1. Halloween (John Carpenter – 1978)

Arguably John Carpenter’s best work as a filmmaker altogether, Halloween made Jamie Lee Curtis the ultimate Scream Queen. She’s perfectly cast in the role and puts in a stellar performance. Carpenter’s incredibly simplistic direction, mixed with his iconic composed score and what was a brilliant introduction to the notorious Michael Myers is what makes this film not only one of the finest in its slasher sub-genre but also one of the best, most esteemed films in horror history. 

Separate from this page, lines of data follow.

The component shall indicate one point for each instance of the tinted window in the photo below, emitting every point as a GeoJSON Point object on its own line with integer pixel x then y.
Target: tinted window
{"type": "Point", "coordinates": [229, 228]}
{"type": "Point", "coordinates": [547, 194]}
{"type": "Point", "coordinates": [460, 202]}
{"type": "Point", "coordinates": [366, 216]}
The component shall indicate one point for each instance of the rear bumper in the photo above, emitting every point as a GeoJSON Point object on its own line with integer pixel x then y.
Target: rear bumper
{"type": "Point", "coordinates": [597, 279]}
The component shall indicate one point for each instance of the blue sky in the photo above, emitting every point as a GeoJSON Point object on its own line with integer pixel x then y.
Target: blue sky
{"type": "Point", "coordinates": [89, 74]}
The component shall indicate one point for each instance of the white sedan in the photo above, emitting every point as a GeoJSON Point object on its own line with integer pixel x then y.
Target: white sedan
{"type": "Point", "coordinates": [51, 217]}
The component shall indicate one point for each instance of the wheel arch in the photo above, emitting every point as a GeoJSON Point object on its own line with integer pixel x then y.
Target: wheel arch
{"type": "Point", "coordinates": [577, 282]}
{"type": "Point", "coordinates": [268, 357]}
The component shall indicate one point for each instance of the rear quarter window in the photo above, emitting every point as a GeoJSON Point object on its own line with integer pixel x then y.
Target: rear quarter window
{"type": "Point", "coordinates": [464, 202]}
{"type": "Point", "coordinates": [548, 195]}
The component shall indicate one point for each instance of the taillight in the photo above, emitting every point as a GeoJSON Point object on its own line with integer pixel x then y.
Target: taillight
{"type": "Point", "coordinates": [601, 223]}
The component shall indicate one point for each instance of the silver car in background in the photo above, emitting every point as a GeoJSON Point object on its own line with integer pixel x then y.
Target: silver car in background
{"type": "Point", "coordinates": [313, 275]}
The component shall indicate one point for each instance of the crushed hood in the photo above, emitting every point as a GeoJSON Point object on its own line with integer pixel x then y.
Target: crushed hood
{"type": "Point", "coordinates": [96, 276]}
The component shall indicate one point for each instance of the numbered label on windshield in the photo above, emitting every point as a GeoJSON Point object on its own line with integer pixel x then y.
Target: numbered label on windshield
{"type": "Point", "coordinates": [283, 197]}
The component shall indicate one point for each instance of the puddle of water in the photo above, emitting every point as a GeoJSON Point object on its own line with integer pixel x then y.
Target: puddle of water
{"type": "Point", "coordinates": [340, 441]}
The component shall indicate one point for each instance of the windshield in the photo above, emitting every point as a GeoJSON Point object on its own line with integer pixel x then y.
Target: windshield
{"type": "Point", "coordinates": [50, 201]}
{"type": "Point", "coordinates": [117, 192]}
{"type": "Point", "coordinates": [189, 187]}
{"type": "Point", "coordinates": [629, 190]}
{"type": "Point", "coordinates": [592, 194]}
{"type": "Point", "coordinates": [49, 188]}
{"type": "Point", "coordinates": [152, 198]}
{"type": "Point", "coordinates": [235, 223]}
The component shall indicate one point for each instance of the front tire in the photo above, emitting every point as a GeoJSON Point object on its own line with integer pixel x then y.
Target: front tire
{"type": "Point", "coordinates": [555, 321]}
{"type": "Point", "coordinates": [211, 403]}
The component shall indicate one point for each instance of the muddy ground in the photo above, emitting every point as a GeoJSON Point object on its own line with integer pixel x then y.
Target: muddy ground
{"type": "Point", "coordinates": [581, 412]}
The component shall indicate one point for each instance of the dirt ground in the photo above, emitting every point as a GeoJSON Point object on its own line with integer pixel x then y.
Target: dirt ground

Explaining her role in the film, Curtis said, “The intent of the movie, my intent, was to peel back the layers of real trauma, real, generational trauma and expose what it looks like. My job, from the beginning, was, to tell the truth. I worked hard to make sure that the viewer felt what Laurie has been through. It helped that that was the intent of the filmmakers and that the writing was very strong. But there are moments that aren’t written here. You just have to feel it, because words are cheap and feelings are worth a billion words.” She adds: “There had to be real feelings here, and that was my job.”